Chief Economic Adviser to the Government of India
- In office 1993–2001
- Preceded by: Deepak Nayyar
- Succeeded by: Rakesh Mohan

Personal details
- Born: October 1945 (age 80)

= Shankar Acharya =

Indian economist

Dr. Shankar Acharya (born October 1945) is an Indian economist, who was the longest serving Chief Economic Adviser to the Government of India. He is currently an honorary Professor at the Indian Council for Research on International Economic Relations (ICRIER). He served until 2018 as non-executive chairman of Kotak Mahindra Bank. He was appointed for a five year term as the Chancellor of the Central University of Andhra Pradesh on 19 September 2023.

==Early life==
Acharya was educated at Highgate School, London from 1959 to 1963 and in 1967 he graduated from Oxford University where he was a member of Keble College. In 1972 he was awarded a PhD in Economics by Harvard University. His 1972 PhD dissertation is available under: "Acharya, Shankar Nath, Some aspects of imperfections in primary factor markets of less developed countries".

==Career==
He worked with the World Bank in various capacities from 1971, before returning to India in 1982. He was the leader of the team which produced the 1979 `World Development Report'.
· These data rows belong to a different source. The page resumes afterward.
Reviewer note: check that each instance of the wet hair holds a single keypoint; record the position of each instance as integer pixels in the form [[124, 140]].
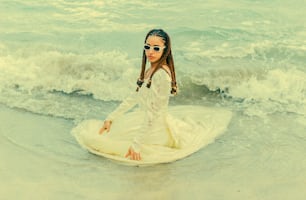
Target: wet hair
[[166, 59]]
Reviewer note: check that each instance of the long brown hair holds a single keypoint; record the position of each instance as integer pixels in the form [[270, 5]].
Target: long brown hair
[[166, 58]]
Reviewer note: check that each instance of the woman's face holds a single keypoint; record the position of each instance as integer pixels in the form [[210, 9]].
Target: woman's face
[[154, 48]]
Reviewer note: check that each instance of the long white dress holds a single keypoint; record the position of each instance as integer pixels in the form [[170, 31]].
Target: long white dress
[[160, 133]]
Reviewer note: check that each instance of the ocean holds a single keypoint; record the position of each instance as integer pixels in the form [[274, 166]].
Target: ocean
[[65, 61]]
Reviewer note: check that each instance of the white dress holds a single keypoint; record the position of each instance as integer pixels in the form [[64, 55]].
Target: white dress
[[160, 133]]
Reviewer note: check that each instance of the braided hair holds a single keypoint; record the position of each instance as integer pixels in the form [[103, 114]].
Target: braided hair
[[166, 58]]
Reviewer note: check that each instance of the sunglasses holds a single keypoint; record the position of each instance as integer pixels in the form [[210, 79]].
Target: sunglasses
[[155, 48]]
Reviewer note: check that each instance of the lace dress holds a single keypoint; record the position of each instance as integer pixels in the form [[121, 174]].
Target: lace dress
[[160, 133]]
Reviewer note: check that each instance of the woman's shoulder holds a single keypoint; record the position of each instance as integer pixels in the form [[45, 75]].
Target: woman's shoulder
[[164, 73]]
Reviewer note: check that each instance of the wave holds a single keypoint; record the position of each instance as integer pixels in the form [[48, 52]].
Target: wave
[[69, 84]]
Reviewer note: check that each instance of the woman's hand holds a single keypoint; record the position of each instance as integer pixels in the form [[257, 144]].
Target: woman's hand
[[132, 154], [106, 127]]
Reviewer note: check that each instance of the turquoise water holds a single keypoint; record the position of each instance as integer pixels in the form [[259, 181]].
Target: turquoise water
[[64, 61]]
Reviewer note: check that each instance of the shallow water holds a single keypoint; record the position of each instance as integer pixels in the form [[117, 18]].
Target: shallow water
[[65, 61]]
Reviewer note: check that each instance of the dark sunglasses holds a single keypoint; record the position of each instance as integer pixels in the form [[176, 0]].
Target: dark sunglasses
[[155, 48]]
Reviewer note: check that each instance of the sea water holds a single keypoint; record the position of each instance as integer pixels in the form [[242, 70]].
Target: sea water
[[68, 60]]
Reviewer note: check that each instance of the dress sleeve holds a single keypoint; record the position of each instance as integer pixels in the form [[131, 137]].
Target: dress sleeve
[[157, 103], [125, 105]]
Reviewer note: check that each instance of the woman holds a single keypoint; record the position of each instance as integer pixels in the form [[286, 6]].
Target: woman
[[150, 134]]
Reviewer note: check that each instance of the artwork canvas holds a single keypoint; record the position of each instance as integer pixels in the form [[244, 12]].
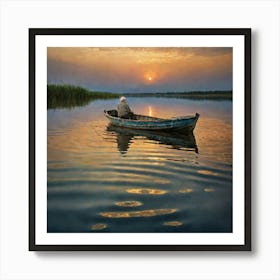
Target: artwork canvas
[[141, 139]]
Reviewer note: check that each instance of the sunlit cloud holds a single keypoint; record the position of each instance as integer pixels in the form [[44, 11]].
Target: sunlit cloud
[[142, 69]]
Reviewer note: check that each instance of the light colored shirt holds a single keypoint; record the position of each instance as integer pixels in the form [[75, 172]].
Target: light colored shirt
[[123, 109]]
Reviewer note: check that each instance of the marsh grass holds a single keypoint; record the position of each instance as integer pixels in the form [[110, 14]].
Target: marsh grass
[[69, 96]]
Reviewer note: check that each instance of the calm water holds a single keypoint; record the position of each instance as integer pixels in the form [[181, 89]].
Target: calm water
[[102, 179]]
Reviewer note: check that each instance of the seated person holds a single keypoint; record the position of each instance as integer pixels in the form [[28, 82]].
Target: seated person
[[124, 111]]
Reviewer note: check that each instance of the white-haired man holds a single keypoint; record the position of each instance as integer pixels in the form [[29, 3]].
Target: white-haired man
[[123, 109]]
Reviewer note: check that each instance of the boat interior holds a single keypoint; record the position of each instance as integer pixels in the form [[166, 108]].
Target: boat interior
[[114, 113]]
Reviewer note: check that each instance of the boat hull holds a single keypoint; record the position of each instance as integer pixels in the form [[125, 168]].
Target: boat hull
[[155, 124]]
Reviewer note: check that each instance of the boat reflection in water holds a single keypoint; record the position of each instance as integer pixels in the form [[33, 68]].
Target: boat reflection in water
[[124, 137]]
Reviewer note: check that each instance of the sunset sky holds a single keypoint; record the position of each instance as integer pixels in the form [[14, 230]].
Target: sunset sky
[[141, 69]]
His most significant assignment was as the Chief Economic Adviser to the Government of India (in the rank of Secretary) between 1993 and 2001. He was also on the board of SEBI and EXIM Bank of India during the period. He also served as a Member of the Economic Advisory Council to the Prime Minister (2001–2003) and the Twelfth Finance Commission (2004). His previous assignments with the Government of India include the roles of Senior Adviser (rank of Additional Secretary) and Economic Adviser with the Finance ministry from 1985 to 1990.
He stepped down from his role as chairman of Kotak Mahindra Bank in July 2018, after serving as a director since May 2003, and chairman since July 2006.